Il verdetto emesso sabato dal giudice Ahmet Refaat sarà ricordato tanto per le condanne quanto per le assoluzioni, pesantissime le une e le altre.
Cominciamo dalle cose positive: l’ex presidente Hosni Mubarak e il suo ministro dell’Interno Habib Al Adly sono stati condannati all’ergastolo per non aver impedito la repressione che riempì di sangue piazza Tahrir nei 18 giorni che portarono alla caduta del regime. Dal 25 gennaio all’11 febbraio 2011, i morti nella piazza simbolo della rivolta così come nelle zone circostanti, meno frequentate dalle telecamere delle emittenti televisive, furono almeno 840; oltre 6000 i feriti.
Il processo è stato celebrato in modo non pregiudizievole nei confronti dei due imputati e si è concluso, nonostante richiesta da molti, senza ricorso alla pena di morte.
Fine delle buone notizie. La sentenza infatti condanna chi non impedì il massacro, ma non spiega chi lo ordinò, per non parlare di chi lo eseguì materialmente (oltretutto, nel corso dell’ultimo anno, molti poliziotti sono stati prosciolti in inchieste minori).
Ancora più dell’assoluzione di Mubarak e dei suoi due figli Alaa e Gamal dall’accusa di corruzione, pesa dunque in modo insopportabile, soprattutto per i familiari dei “martiri della rivoluzione”, l’assoluzione per mancanza di prove di sei alti dirigenti delle forze di sicurezza.
Le due assoluzioni che hanno fatto infuriare la folla di Tahrir sono quelle di Ahmed Ramzy, ex capo della direzione centrale della polizia antisommossa, e di Ismail Al Shaer, che dirigeva la polizia del Cairo. Come ha chiesto ironicamente Human Rights Watch, possibile che nel loro ruolo fossero ignari di quello che stava accadendo durante le proteste?
Al di là delle considerazioni politiche, fatte da molti commentatori, sulla necessità di un verdetto salomonico che colpisse solo chi era stato già scaricato dalle forze armate all’inizio del 2011, sulle assoluzioni ha pesato la mancata collaborazione, più volte sottolineata dalla pubblica accusa, da parte dei servizi di sicurezza e del ministero dell’Interno del Cairo.
Che ci fosse un clima sfavorevole a individuare la “catena di comando” è stato rivelato anche dalle intimidazioni e dai pestaggi compiuti da agenti di polizia, lungo tutto lo svolgimento del processo, nei confronti dei familiari delle vittime che intendevano assistere alle udienze e portare la loro testimonianza.

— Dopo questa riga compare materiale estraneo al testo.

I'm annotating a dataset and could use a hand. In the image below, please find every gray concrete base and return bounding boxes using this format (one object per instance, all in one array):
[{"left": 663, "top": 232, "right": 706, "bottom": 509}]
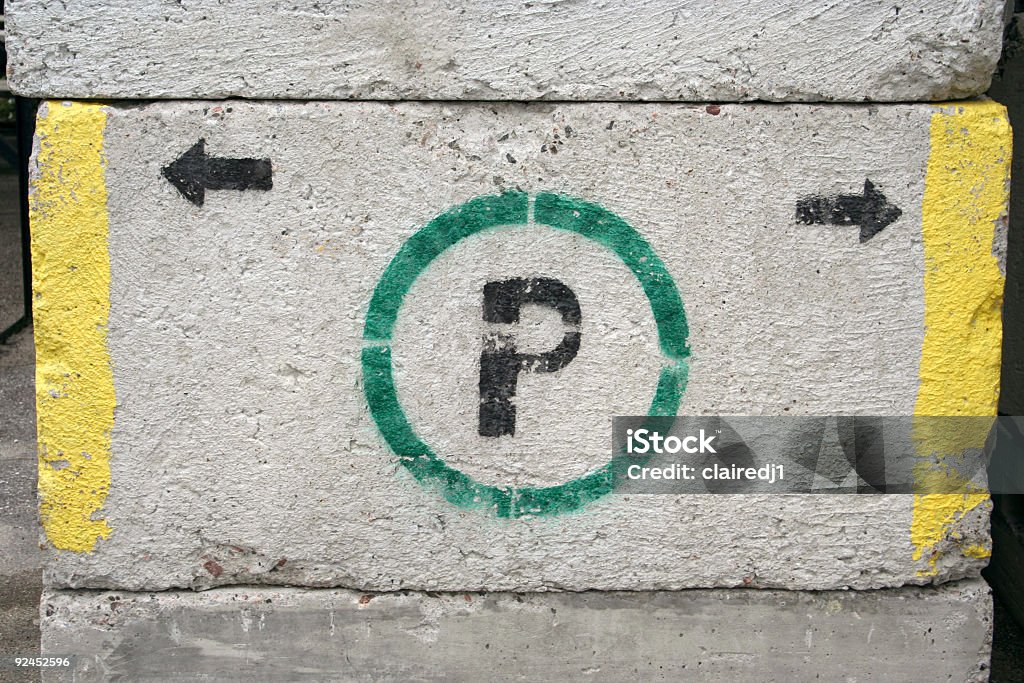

Non appena si è avuta notizia della condanna, piazza Tahrir è tornata a riempirsi di una folla rumoreggiante e composita: militanti rivoluzionari, giovani del Movimento 6 aprile, parenti dei “martiri”, ultrà di calcio, fratelli musulmani. C’era anche il leader di questi ultimi, Mohamed Morsy, pronto a cogliere il vantaggio politico della situazione e a cavalcare la protesta in vista del ballottaggio per la presidenza della repubblica, previsto tra due settimane, in cui se la vedrà con l’ex primo ministro di Mubarak Ahmed Shafiq, il cui quartier generale è stato preso d’assalto dai manifestanti nel fine-settimana.
Per tentare di riempire il vuoto di giustizia lasciato dalla sentenza di sabato, Amnesty International ha chiesto alle autorità egiziane di istituire una commissione d’inchiesta indipendente e imparziale, che accerti la verità su quanto accaduto nelle giornate della “rivoluzione del 25 gennaio” ma anche nei mesi successivi.
Mesi segnati da uccisioni di altre centinaia di manifestanti, da 12.000 arresti, dalle torture in carcere, dalle intimidazioni e dalle violenze contro le donne scese in piazza, compresi i test forzati di verginità.
Violazioni dei diritti umani che il Consiglio supremo delle forze armate non solo non ha impedito ma in alcuni casi ha incentivato e favorito, per lanciare alla popolazione il messaggio che, senza i militari al potere, vi sarà il caos.